Par coquetterie sans doute, j’ai longtemps pensé que les meilleurs films d'Hitchcock étaient ceux réalisés en Noir et Blanc. Par coquetterie, peut-être, mais surtout par conviction, car le noir et blanc permet une plus grande immersion dans les ambiances angoissantes créées par le réalisateur.
D'ailleurs Hitch choisira volontairement de tourner "Psychose" en 1960 dans ce format, afin d'accentuer les effets cités.
Pourtant, de la couleur, il a tout compris, tout maitrisé d'emblée. "Dial M for murder" est son troisième film en couleur et ce n'est pas simplement la sensation que l'on a coloré une pellicule à la main qui domine ici. Non le film est une explosion de couleurs dans les premières minutes. Le rouge sublime du technicolor de la robe de l'incandescente Grace Kelly, souligne la joie, le désir, mais également une certaine insouciante.
Ainsi vêtue, la belle se permet de parader avec son amant devant son époux qui pense t-elle ne se doute de rien. Au fil du film, les couleurs vont s'atténuer jusqu'à devenir ternes lorsque la tragédie prendra toute sa mesure.

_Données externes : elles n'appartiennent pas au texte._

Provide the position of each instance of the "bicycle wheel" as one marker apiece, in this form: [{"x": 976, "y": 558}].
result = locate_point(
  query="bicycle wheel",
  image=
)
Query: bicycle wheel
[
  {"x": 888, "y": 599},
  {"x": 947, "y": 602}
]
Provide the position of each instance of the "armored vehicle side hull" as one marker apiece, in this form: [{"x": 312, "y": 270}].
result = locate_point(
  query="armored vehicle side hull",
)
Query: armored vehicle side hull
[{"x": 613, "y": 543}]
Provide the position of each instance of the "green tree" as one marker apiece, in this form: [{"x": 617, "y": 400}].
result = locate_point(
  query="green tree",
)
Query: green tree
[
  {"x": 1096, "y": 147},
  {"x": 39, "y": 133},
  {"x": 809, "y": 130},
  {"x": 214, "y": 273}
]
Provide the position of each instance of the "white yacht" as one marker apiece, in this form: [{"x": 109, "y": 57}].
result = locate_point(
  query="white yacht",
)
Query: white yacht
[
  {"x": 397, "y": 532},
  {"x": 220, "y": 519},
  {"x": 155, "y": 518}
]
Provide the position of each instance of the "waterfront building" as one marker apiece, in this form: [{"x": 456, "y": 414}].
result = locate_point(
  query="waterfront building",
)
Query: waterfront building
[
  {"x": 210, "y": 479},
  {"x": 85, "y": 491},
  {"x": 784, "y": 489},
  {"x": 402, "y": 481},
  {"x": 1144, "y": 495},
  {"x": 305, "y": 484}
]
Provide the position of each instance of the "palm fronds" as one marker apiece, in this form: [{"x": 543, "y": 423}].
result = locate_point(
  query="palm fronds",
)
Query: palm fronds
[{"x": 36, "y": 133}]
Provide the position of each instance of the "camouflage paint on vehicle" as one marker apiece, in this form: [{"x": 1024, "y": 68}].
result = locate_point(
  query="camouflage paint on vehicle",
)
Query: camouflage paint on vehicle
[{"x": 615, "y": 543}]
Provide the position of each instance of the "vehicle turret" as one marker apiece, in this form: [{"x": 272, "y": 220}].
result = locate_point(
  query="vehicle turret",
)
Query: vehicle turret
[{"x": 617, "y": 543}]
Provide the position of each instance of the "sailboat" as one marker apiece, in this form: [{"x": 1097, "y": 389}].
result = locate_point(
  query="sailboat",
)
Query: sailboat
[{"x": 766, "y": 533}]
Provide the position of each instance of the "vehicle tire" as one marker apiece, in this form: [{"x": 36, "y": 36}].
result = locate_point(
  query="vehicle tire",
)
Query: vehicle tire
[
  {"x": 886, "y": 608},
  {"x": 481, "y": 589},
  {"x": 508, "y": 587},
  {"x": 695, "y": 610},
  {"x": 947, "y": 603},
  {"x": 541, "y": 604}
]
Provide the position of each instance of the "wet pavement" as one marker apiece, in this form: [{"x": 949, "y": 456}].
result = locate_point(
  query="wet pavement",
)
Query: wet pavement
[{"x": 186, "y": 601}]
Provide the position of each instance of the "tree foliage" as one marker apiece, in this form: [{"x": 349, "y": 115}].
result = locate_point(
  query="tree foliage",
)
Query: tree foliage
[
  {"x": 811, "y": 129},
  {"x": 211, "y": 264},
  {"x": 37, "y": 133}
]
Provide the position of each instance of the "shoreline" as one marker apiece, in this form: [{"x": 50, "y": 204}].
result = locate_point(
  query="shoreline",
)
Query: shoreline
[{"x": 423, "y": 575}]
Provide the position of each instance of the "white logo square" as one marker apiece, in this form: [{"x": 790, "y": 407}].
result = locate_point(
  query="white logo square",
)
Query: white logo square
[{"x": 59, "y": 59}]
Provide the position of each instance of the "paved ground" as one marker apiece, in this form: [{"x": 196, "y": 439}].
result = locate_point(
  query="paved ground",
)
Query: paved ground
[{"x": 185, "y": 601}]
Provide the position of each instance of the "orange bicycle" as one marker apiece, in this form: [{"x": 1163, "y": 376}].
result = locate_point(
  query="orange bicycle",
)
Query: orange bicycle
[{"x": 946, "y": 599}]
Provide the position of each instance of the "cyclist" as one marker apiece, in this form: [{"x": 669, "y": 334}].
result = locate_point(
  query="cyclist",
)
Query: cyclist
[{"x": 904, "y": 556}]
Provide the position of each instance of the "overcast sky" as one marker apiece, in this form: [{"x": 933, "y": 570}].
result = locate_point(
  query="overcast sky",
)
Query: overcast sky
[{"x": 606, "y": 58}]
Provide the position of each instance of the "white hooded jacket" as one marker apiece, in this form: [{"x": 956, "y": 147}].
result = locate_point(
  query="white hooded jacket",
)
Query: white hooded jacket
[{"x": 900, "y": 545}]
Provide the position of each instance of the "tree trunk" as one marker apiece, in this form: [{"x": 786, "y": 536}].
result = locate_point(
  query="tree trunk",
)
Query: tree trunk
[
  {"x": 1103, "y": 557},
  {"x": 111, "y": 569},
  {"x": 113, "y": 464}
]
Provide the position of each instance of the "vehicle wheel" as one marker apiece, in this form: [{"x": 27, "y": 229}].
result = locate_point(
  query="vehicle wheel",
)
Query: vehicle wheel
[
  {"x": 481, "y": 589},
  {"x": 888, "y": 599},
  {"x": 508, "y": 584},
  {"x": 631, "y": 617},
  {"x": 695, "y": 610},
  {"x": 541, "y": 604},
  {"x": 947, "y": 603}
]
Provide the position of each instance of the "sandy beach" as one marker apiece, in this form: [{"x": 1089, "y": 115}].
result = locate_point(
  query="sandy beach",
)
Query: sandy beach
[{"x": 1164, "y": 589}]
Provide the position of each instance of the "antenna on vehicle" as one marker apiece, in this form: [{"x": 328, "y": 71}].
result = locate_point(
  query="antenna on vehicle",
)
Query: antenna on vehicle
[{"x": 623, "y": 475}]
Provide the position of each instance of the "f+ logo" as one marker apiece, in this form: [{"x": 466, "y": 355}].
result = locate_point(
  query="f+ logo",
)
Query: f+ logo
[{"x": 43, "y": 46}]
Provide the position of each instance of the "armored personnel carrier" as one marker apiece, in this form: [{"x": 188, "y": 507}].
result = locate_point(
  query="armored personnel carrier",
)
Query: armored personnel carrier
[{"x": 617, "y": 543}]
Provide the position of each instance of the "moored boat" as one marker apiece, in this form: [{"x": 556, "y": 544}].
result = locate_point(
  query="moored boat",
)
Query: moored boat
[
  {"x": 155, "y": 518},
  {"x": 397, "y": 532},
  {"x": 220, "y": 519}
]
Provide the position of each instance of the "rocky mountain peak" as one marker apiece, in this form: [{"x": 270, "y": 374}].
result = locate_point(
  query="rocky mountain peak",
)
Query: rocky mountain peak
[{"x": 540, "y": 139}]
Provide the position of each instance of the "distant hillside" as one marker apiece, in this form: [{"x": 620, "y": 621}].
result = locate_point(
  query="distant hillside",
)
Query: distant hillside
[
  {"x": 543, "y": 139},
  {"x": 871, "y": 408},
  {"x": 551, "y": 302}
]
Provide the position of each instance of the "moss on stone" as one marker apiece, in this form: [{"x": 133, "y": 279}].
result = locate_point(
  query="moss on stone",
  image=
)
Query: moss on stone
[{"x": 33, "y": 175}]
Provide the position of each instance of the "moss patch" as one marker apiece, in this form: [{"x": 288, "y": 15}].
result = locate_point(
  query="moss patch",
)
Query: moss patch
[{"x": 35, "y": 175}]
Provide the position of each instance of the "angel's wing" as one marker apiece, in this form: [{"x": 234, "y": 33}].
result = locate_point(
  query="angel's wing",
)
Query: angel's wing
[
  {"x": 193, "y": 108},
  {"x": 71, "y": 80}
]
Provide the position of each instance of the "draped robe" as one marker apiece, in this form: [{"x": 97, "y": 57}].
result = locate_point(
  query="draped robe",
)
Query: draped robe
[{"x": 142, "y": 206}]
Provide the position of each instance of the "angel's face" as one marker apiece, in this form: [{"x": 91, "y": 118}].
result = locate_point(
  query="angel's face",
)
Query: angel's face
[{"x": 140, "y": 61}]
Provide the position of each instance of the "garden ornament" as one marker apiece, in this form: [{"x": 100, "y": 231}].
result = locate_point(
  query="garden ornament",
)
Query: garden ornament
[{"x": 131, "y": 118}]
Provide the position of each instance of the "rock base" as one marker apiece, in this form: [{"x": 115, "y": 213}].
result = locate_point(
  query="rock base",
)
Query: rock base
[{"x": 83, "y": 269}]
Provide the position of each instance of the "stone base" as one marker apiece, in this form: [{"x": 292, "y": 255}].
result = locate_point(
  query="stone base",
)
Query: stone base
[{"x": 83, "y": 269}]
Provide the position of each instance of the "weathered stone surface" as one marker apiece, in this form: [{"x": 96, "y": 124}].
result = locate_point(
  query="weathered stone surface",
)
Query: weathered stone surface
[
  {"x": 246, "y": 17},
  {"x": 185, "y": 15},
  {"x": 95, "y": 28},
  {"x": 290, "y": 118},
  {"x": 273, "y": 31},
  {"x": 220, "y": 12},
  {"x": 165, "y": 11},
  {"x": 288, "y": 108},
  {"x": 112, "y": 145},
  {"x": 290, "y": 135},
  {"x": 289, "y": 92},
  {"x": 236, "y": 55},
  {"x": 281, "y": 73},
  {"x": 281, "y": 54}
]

Evidemment, "Le crime était presque parfait" n'est pas uniquement un jeu de couleurs, c'est également et avant tout un huis-clos parfaitement maîtrisé, qui immerge doucement mais irrémédiablement le spectateur dans une atmosphère devenue de plus en plus oppressante. Les scènes virtuoses sont comme à l'habitude chez Hitch phénoménales , la scène du meurtre ou plus encore, la scène fantasmagorique du procès impressionnent.
A chaque instant le réalisateur crée une interaction avec le spectateur, connivence d'abord, puisque nous savons tout alors que les personnages dénouent les fils du mystère, ou bien manipulation qui nous pousse à souhaiter que le meurtre soit commis et reste impunis, puis que le coupable soit démasqué.
"Le crime était presque parfait" est au final un magnifique jeu de dupes.